GHC plugin that improves Haskell code's numerical stability
Haskell

README.md

Herbie GHC Plugin

The Herbie GHC Plugin automatically improves the numerical stability of your Haskell code. The Herbie plugin fully supports the SubHask numeric prelude, and partially supports the standard prelude (see the known bugs section below).

This README is organized into the following sections:

Example: linear algebra and numerical instability

The popular linear library contains the following calculation:

w :: Double -> Double -> Double
w far near = -(2 * far * near) / (far - near)

This code looks correct, but it can give the wrong answer. When the values of far and near are both very small (or very large), the product far * near will underflow to 0 (or overflow to infinity). In the worst case scenario using Doubles, this calculation can lose up to 14 bits of information.

The Herbie plugin automatically prevents this class of bugs (with some technical caveats, see how it works below). If you compile the linear package with Herbie, the code above gets rewritten to:

w :: Double -> Double -> Double
w far near = if far < -1.7210442634149447e81
    then ((-2 * far) / (far - near)) * near
    else if far < 8.364504563556443e16
        then -2 * far * (near / (far - near))
        else ((-2 * far) / (far - near)) * near

This modified code is numerically stable. The if statements check to see which regime we are in (very small or very large) and select the calculation that is most appropriate for this regime.

The test suite contains MANY more examples of the types of expressions the Herbie plugin can analyze.

How it works

GHC Plugins let library authors add new features to the Haskell compiler. The Herbie plugin gets run after type checking, but before any optimizations. Because GHC is so good at optimizing, the code generated by the Herbie plugin is just as fast as hand-written code. The plugin has two key components: first it finds the floating point computations in your code; then it replaces them with numerically stable versions.

Finding the computations

When the Herbie plugin is run, it traverses your code's abstract syntax tree looking for mathematical expressions. These expressions may:

  • consist of the following operators: / , * , - , * , ** , ^ , ^^ , $ , cos , sin , tan , acos , asin , atan , cosh , sinh , tanh , exp , log , sqrt , abs

  • contain an arbitrary number of free variables

  • contain arbitrary non-mathematical subexpressions

For example, in the function below:

test :: String -> String
test str = show ( sqrt (1+fromIntegral (length str))
                - sqrt (fromIntegral (length str))
                :: Float
                )

the Herbie plugin extracts the expression sqrt (x+1) - sqrt x; calculates the numerically stable version 1 / (sqrt (x+1) + sqrt x); and then substitutes back in.

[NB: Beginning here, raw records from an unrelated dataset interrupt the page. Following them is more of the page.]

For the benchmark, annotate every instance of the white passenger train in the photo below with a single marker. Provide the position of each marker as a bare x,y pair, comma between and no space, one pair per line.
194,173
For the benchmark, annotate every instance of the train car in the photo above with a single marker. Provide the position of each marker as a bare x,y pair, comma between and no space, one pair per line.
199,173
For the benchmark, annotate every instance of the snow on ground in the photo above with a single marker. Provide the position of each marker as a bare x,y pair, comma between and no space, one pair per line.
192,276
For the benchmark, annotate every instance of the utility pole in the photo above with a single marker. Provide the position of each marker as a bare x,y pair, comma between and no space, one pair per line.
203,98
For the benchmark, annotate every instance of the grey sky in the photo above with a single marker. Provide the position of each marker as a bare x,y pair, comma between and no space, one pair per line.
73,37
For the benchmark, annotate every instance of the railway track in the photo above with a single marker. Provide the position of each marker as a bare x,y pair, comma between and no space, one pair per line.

The Herbie plugin performs this procedure on both concrete types (Float and Double) and polymorphic types. For example, the plugin will rewrite

f :: Field a => a -> a -> a
f far near = (far+near)/(far*near*2)

to

f :: Field a => a -> a -> a
f far near = 0.5/far + 0.5/near

(The Field constraint comes from SubHask.)

These polymorphic rewrites are always guaranteed to preserve the semantics when the expression is evaluated on an exact numeric type. So both versions of f above are guaranteed to give the same result when called on Rational values, but the rewritten version will be more accurate when called on Float or Double.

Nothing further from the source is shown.